The platform offers a range of supervised and unsupervised machine learning algorithms, each optimized for different data types, business goals, and modeling constraints. The comparison below helps you understand when to use each algorithm, how it works at a high level, and which parameters matter most when tuning models in practice.

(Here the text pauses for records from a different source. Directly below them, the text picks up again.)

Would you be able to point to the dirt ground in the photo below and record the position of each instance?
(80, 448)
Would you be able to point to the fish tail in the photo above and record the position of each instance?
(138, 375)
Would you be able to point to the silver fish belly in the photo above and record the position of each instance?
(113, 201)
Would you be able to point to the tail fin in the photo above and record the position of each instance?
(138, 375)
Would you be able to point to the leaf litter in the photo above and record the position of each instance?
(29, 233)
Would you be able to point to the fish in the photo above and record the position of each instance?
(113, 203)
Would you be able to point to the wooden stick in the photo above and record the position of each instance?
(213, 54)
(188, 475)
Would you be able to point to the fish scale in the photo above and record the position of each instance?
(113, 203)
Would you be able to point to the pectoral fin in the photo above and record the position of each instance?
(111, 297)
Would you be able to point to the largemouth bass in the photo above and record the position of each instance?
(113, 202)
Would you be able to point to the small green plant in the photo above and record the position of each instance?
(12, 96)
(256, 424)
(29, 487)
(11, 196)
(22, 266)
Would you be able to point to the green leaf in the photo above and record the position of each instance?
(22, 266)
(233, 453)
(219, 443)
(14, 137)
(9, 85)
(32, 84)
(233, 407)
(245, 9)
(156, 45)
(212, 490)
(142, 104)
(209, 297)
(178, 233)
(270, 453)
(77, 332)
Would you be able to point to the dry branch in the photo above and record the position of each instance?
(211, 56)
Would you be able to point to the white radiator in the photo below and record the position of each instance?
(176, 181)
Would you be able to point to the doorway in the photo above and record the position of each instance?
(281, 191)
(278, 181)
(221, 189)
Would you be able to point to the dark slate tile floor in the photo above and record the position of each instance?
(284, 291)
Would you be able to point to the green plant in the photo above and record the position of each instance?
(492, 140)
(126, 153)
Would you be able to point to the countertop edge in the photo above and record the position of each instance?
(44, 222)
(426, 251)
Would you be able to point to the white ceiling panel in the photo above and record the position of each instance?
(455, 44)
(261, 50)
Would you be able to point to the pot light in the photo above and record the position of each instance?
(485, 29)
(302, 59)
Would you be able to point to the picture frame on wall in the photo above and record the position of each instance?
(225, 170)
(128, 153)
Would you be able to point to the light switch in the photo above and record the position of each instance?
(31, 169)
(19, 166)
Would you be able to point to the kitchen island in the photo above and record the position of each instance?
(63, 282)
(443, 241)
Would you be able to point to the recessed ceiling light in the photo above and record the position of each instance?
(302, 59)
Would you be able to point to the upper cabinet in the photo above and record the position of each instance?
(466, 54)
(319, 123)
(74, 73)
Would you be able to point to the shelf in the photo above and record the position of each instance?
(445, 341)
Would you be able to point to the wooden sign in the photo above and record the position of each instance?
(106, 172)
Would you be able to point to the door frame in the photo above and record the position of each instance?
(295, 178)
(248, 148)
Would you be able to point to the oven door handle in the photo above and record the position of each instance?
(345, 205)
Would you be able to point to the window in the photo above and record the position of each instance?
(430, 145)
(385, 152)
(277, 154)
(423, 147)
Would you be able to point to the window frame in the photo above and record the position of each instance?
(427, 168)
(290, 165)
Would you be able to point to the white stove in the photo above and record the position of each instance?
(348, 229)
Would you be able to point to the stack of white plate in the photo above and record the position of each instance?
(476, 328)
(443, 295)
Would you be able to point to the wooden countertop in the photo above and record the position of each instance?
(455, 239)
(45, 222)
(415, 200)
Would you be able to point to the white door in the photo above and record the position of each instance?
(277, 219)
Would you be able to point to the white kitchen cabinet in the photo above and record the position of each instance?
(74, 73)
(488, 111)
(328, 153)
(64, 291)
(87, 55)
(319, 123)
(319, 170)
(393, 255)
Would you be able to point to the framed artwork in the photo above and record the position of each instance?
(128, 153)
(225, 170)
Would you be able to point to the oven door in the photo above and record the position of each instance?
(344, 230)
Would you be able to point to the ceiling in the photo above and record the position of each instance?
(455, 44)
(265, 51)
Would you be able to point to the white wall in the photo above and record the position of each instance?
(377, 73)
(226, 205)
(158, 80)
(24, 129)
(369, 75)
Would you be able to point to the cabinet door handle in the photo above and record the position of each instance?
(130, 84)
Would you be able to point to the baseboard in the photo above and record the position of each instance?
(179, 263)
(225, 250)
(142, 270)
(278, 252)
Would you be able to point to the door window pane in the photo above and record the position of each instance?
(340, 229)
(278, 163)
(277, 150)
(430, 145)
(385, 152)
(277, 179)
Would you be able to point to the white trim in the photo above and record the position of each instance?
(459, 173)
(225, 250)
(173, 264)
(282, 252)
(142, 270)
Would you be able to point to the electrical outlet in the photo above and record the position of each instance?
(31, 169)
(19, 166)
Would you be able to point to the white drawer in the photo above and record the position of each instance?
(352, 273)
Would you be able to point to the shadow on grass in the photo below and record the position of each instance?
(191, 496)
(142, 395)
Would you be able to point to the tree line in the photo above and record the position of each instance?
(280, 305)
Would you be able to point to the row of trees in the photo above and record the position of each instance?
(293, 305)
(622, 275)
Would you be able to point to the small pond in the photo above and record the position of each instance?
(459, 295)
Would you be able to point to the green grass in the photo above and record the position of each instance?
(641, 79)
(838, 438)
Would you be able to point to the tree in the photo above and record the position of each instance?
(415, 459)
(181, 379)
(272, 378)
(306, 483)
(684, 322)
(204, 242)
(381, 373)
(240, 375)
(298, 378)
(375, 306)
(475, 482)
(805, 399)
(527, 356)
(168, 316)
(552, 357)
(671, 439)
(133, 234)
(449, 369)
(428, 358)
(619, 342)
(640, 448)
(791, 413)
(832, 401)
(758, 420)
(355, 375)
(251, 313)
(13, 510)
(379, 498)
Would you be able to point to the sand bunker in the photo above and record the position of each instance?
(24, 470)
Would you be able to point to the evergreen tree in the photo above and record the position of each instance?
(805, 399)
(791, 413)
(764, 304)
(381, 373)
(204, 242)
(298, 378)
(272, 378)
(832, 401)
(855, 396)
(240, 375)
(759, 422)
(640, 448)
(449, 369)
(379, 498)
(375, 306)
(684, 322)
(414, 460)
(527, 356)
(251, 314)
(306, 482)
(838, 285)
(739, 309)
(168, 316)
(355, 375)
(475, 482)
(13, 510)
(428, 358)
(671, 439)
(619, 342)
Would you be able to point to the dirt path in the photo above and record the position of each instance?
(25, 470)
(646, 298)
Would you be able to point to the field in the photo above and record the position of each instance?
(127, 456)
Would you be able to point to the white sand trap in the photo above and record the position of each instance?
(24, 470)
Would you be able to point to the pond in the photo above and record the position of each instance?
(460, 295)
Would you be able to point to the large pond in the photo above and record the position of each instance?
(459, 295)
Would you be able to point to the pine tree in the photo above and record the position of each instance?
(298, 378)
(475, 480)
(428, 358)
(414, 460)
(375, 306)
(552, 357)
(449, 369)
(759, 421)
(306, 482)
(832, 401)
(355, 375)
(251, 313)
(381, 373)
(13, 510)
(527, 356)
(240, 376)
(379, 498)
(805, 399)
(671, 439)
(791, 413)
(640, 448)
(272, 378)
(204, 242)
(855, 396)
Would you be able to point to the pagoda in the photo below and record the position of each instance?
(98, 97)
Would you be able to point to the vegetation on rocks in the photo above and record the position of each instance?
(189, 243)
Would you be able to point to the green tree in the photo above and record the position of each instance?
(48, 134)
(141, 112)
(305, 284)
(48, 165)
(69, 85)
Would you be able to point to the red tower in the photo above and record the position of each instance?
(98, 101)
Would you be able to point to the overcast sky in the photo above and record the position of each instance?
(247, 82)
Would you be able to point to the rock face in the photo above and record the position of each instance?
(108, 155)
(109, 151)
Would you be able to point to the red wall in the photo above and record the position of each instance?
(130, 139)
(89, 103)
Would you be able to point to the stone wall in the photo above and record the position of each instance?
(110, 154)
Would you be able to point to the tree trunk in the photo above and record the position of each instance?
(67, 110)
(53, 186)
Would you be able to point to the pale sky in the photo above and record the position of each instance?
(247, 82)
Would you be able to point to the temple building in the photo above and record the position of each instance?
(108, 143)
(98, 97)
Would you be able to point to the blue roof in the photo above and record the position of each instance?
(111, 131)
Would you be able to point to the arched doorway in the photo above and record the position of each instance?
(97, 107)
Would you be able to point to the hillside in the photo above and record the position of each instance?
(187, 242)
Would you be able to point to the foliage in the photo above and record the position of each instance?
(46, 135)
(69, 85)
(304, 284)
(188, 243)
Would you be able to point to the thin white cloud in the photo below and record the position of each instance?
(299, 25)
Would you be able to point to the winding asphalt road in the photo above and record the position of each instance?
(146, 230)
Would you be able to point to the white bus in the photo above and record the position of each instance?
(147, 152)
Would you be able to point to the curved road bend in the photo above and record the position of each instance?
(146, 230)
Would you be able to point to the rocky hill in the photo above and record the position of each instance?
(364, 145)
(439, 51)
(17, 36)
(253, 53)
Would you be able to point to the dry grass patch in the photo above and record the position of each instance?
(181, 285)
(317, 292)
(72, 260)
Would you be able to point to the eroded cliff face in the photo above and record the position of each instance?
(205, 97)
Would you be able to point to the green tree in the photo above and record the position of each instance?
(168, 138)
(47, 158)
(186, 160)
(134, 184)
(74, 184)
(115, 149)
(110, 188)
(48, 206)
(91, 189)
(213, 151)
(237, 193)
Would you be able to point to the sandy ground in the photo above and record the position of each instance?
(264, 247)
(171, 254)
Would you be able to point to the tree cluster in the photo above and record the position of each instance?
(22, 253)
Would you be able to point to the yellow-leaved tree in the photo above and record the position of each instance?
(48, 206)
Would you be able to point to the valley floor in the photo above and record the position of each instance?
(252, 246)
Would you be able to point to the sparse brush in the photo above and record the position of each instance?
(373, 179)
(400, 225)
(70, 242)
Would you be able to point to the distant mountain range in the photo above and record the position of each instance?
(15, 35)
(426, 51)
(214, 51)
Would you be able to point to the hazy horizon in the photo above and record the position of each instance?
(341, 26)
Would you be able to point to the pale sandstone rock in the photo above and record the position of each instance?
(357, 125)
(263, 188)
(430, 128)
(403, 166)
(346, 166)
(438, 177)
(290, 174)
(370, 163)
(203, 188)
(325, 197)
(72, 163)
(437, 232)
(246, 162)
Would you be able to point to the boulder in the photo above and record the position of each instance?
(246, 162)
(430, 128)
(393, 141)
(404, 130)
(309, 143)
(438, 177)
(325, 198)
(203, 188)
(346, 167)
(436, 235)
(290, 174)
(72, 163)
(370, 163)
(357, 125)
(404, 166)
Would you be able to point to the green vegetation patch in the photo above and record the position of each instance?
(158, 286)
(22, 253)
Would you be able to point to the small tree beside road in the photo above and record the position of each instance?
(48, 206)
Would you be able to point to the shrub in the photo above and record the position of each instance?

→ Supervised Learning: Boosting & Forests
| Algorithm | When to use it | Internal Logic (The “Why”) | Top Tuning Parameters |
|---|---|---|---|
| XGBoost | Tabular data where accuracy is the #1 priority. | Builds trees sequentially using Gradient Descent. Corrects residuals of previous trees. | learnRate (eta): Lower = better convergence. maxDepth: Keep low (3-6) to avoid overfitting. |
| GBM | When you need specific distributions (e.g., Tweedie for insurance). | Sequential building but uses Leaf-Wise growth (XGBoost is Level-Wise). | learnRateAnnealing: Automatically reduces step size as you approach the optimum. |
| DRF | A “robust” baseline or when interpretability via simplicity is needed. | Bagging (Parallel trees). Reduces variance by averaging independent deep trees. | mtries: Crucial knob. Higher = stronger trees; Lower = more diverse forest. |
| GLM | Regulated industries or when you need a fast, linear baseline. | Fits a hyperplane using a Link Function. Uses Elastic Net (L1/L2) regularization. | lambdaSearch: Automates the search for the best penalty strength. standardize: Essential for math. |
| Deep Learning | High-dimensional data with complex, non-linear interactions. | Multi-layer feed-forward network using Stochastic Gradient Descent & backprop. | hidden: Layers/neurons. activation: Use RectifierWithDropout for built-in regularization. |
→ Unsupervised Learning: Anomalies & Structure
| Algorithm | When to use it | Internal Logic (The “Why”) | Top Tuning Parameters |
|---|---|---|---|
| Isolation Forest | Rare event detection (Fraud, Network Intrusions). | Isolates anomalies by random partitioning. Anomalies isolate with fewer splits. | sampleSize: Keep at 256. Large samples mask anomalies (swamping/masking). |
| K-Means | Customer segmentation or data grouping. | Iteratively minimizes the Within-Cluster Sum of Squares (WCSS) around centroids. | standardize: Must be ON. Distance math fails if features are on different scales. |
| GLRM | Missing value imputation or mixed-type dimensionality reduction. | Matrix factorization. PCA for heterogeneous data. | imputeOriginal: Use this to fill gaps in raw data with high-quality estimates. |
| PCA | Compressing numeric features for faster downstream modeling. | Projects data onto orthogonal axes that maximize Variance Explained. | k: Number of components. Use enough to capture 90%+ of total variance. |
There is no single “best” algorithm—the right choice depends on your data, accuracy requirements, interpretability needs, and operational constraints. Start with simpler or more robust models as baselines, then move to more complex algorithms as needed, focusing first on the key tuning parameters highlighted above for the biggest performance gains.